In contrast with those who argue that the Supreme Court's language of grievous and irremediable medical condition is clear and preferable, the Canadian Medical Association takes quite a different position. It says that the criteria in Bill C-14, including the requirement that death be reasonably foreseeable, provides sufficient direction to physicians and is a great improvement from the court's language, which it considers to be vague and unworkable from a medical standpoint.
Similarly, the Canadian Nurses Association, a federation of 11 provincial and territorial nursing associations and colleges, representing nearly 139,000 registered nurses across Canada, has said publicly that its priority is having the bill passed before the June 6 deadline expires. Further, its CEO, Anne Sutherland Boal, stated just yesterday that the successful passing of the bill would be both compassionate and protective to patients, families, and care providers, while emphasizing that the legislative safeguards in the bill would work to protect the most vulnerable Canadians.
Although lawyers and legal academics continue to argue with each other over whether or not the court's language, or the language in Bill C-14, provides sufficient clarity, how can we as parliamentarians discount the views of medical practitioners? The Supreme Court expressed confidence in Canada's physicians to respond to Canadians who wished to access medical assistance in dying, and that confidence is well-placed.
We as parliamentarians must also have confidence in medical practitioners. They will be the ones facing these difficult life and death decisions with their patients and assessing their eligibility. For them, it is not a philosophical or theoretical exercise. They will be applying the very measures in Bill C-14 in their daily practice. Their views must be given significant weight.
National disability rights organizations and others have also supported the approach to eligibility proposed by Bill C-14 as a meaningful safeguard to protect individuals who might be vulnerable in the framework of a medical assistance in dying regime, as a result of societal discrimination, loneliness, or lack of social supports, for example.
On the question of safeguards, the same dynamic has been at play. Some stakeholders expressed support for the measures proposed in Bill C-14, while at the same time seeking to put in place additional safeguards to protect the vulnerable, such as prior judicial authorization. Others, wanting to facilitate broader access, have sought to remove some safeguards, such as the reflection period.

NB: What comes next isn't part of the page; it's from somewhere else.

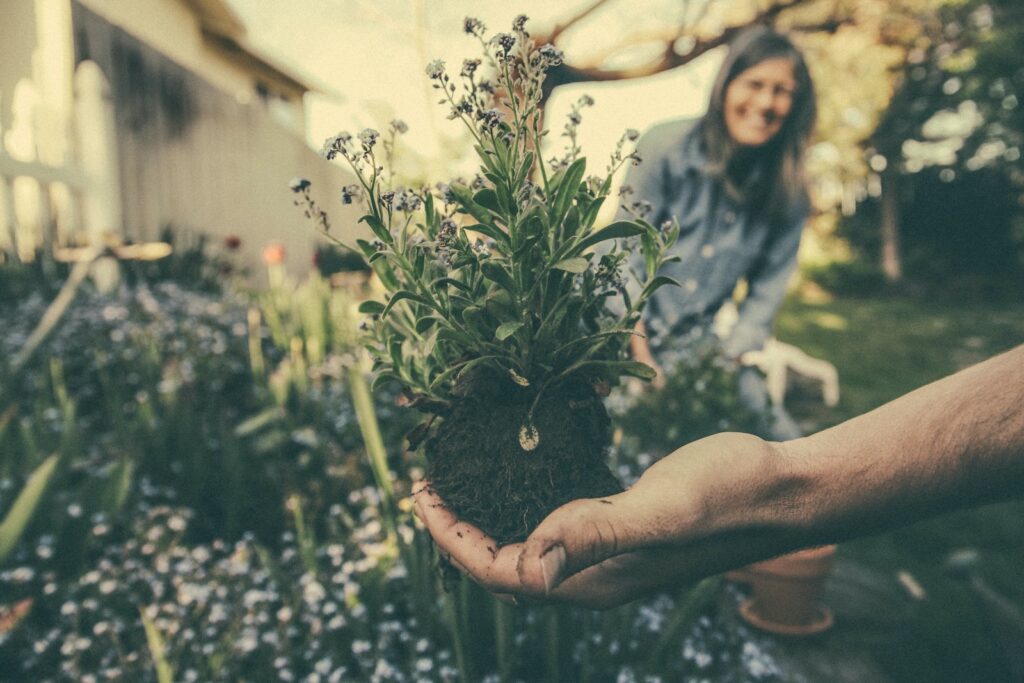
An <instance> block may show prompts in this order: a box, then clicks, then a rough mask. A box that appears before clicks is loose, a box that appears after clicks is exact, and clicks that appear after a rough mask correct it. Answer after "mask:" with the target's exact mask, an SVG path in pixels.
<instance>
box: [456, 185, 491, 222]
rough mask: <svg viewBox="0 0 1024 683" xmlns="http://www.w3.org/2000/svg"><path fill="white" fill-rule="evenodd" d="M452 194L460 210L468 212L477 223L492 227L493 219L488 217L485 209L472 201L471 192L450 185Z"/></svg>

While we respect those who feel that the proposed safeguards are either inadequate or overly burdensome, I believe the safeguards in Bill C-14, taken together, are consistent with many of those found in regimes around the world. Just as the court in Carter was persuaded that the risks to vulnerable Canadians could be adequately managed under a regime with robust safeguards, I am confident the safeguards in Bill C-14 would guard against abuse and error.
Last, I would like to remind all members that Bill C-14, or the provision of medically-assisted dying, is not intended to be, or to become, the response to all forms of intolerable suffering. The bill is a thoughtful response to Carter, which recognized the autonomy of those suffering on a path toward death to die peacefully at the time of their choosing and therefore to avoid a prolonged, painful, and undignified death, or one that is inconsistent with their values. Bill C-14 acknowledges the autonomy of such persons to make important end-of-life health care decisions, while also balancing the equally important societal objectives of affirming the value of the lives of all Canadians, preventing suicide, and protecting the most vulnerable in our society.
I believe this legislation respects all interests at stake, and is one of which Canadians can be proud. For all these reasons, I urge all members of the House to support Bill C-14.